Zafra Whitcomb of Belfast (Maine) Co-op offered further thoughts (August 2012) on senior discounts and WIC (Women, Infants & Children) program issues:
"We have been gnawing on this question on-and-off for years, affordable food being one of our founding values, as I am sure it is for many co-ops. The Belfast Co-op has a Senior Discount Day on Tuesdays, which provides 5% off for all seniors, and 10% off for senior members. We also have an Equity Assistance Program, funded by contributions from other members, often out of their patronage dividends. We accept SNAP payments, but are unable to participate in WIC as we are unwilling to carry the required mainstream products (for example, Beechnut baby food -- the only baby food in the Maine WIC program) due to the difficulty of maintaining a supply of those products from distributors from whom we would not otherwise order, and the valuable shelf space they would take away from other products more closely matching our purchasing policy.

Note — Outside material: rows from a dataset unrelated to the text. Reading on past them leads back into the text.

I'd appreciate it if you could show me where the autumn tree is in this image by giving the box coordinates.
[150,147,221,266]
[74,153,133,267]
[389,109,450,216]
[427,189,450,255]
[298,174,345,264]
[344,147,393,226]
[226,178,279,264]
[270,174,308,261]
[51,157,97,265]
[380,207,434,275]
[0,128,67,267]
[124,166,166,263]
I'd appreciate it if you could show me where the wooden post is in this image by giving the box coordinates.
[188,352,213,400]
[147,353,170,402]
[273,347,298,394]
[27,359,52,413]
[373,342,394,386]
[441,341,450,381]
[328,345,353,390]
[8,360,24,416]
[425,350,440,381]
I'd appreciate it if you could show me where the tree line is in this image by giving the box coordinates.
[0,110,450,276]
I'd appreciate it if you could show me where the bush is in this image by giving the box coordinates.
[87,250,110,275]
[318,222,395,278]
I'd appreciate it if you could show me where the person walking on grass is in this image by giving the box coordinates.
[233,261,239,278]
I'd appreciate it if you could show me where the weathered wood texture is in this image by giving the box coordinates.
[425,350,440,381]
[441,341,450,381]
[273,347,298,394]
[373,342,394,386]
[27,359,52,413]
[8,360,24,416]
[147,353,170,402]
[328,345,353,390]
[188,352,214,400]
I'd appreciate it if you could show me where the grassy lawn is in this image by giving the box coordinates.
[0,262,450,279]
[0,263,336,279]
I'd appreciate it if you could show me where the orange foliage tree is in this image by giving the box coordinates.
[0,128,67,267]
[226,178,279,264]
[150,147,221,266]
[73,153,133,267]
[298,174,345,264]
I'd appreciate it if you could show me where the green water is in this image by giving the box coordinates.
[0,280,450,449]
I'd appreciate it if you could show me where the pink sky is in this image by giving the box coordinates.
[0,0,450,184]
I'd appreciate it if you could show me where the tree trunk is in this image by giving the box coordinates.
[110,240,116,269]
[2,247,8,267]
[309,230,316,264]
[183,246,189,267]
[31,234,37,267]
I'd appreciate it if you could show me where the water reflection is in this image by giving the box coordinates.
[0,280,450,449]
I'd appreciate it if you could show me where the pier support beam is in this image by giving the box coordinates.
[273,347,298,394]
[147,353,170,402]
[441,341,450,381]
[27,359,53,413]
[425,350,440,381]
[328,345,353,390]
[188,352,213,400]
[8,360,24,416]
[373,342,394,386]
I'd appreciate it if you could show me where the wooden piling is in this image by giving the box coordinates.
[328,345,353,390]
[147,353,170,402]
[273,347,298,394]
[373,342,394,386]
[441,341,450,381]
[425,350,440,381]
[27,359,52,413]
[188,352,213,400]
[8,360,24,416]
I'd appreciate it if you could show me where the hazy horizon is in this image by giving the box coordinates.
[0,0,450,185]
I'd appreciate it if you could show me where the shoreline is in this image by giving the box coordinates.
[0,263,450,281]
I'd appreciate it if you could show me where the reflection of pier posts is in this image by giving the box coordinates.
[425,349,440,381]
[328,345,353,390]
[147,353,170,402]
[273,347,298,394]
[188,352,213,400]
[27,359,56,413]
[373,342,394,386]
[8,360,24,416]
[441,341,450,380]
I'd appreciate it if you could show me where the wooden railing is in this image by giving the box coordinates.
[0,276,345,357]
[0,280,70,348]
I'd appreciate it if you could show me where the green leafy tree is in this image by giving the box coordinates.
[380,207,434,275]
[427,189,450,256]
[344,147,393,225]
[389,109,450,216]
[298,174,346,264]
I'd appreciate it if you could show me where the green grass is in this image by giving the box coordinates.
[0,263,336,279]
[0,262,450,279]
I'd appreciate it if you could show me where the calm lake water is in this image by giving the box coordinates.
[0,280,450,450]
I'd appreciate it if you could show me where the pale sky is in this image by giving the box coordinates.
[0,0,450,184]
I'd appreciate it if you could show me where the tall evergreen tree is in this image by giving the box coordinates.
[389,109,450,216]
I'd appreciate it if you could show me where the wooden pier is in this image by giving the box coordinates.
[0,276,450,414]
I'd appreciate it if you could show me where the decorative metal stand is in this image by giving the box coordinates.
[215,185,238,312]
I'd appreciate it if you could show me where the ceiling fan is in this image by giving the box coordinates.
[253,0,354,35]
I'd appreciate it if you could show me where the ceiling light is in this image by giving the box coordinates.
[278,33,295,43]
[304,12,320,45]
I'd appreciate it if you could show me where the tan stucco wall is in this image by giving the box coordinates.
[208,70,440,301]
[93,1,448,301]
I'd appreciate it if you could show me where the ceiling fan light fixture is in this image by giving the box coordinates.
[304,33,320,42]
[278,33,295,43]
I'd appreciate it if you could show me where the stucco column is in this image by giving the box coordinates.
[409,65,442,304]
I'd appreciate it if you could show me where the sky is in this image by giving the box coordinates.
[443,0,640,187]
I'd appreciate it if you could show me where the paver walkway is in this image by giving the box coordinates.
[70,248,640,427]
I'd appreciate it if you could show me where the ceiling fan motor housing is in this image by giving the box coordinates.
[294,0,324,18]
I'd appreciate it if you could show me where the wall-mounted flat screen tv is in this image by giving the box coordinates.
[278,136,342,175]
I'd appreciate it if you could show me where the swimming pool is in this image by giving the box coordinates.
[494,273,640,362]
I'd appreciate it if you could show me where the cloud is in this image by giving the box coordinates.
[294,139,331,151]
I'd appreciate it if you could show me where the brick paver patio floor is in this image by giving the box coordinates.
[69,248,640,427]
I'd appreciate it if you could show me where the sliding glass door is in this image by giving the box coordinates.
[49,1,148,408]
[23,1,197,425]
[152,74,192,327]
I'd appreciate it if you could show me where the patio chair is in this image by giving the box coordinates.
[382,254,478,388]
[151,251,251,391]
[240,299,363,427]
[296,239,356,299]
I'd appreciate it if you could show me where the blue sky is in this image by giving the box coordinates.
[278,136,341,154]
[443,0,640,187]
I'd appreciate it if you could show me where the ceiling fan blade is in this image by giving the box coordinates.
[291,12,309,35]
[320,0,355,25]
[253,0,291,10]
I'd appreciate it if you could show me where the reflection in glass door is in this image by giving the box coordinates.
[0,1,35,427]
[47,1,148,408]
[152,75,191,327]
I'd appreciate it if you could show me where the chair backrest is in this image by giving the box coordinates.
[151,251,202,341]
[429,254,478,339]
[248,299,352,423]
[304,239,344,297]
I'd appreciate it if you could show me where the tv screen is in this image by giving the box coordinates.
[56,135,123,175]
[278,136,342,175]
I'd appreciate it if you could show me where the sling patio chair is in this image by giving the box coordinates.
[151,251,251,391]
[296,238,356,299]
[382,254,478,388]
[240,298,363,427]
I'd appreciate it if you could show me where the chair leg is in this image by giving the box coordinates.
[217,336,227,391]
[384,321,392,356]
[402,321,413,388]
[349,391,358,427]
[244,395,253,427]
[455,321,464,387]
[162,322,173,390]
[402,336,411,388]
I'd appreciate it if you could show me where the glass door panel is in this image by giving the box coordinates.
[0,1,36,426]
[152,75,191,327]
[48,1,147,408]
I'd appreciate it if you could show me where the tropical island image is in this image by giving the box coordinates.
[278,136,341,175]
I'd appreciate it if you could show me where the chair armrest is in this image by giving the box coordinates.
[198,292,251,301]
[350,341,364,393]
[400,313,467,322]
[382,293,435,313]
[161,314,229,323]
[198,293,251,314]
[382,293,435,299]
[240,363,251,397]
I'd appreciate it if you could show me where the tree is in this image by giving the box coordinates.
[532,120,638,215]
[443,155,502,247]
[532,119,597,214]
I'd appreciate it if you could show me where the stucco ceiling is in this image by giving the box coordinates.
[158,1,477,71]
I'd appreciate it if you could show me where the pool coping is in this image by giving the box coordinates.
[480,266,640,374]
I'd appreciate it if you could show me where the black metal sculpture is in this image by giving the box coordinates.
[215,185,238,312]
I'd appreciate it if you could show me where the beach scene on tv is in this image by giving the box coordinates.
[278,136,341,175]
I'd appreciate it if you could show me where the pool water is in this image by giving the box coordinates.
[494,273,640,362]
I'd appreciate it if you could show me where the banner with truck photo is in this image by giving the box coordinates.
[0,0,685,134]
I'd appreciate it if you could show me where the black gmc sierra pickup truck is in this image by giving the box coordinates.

"Our General Management Team and Board have recognized that many of our seniors are at least as well off as the average population and perhaps our "charitable discount dollars" would be better placed elsewhere. On the other hand, we chose Tuesday for the Senior Discount day years ago because it was generally the slowest day of the week. Now it is one of our busiest. In that sense, it filled a very different purpose in driving Tuesday sales and succeeded quite well. Does the volume increase offset the margin loss? That's always hard to quantify in any promotional program, but it probably has and this one has the added benefit of community goodwill.
"My point is that you may not need to choose between a senior and a need-based discount system. Both programs have both a promotional and charitable advantage, and we may end up doing both. We have also been looking at other ways to keep food affordable - and local - such as the "basics" programs some stores have done."
Amy Fields of Eastside Food Co-op followed up with these comments:
"WIC is a federal program which is administered by each state, so, in effect, there are 50 WIC programs in the US. We chose to get our WIC certification when we opened nine years ago, and our WIC sales, while small, are important to us.
"It is true that we carry some products that we would prefer not to carry, most especially battery cage eggs, and we are looking for a conventional, humane egg to carry. However, we have been able to receive waivers from the Minnesota WIC program for other items. For instance, we have a blanket waiver for infant formula -- we do not need to carry infant formula at all unless a WIC customer asks for it. In the seven years since I've received that waiver, we have never had a WIC customer ask us for infant formula.
"The other waivers we have are: we can substitute organic baby food for conventional baby food; we can substitute organic canned beans for conventional canned beans; and we can substitute our higher-quality shelf-stable soy milk for the ones listed in the WIC purchasing guide. We have to sell these items at the WIC maximum pricing for WIC customers (very low margins).
"We do have to carry conventional cereals because none of the natural/organic cereals we carry have enough iron enrichment to qualify for WIC. We order the cereals by the case from a local grocer in the neighborhood and pick them up one to three times a month. It has turned into a very congenial exchange.
"I don't know if other states offer stores waivers on products that just don't fit their product mix, but Minnesota WIC has been very supportive, and we feel that we are providing a great service to people in our neighborhood who need us."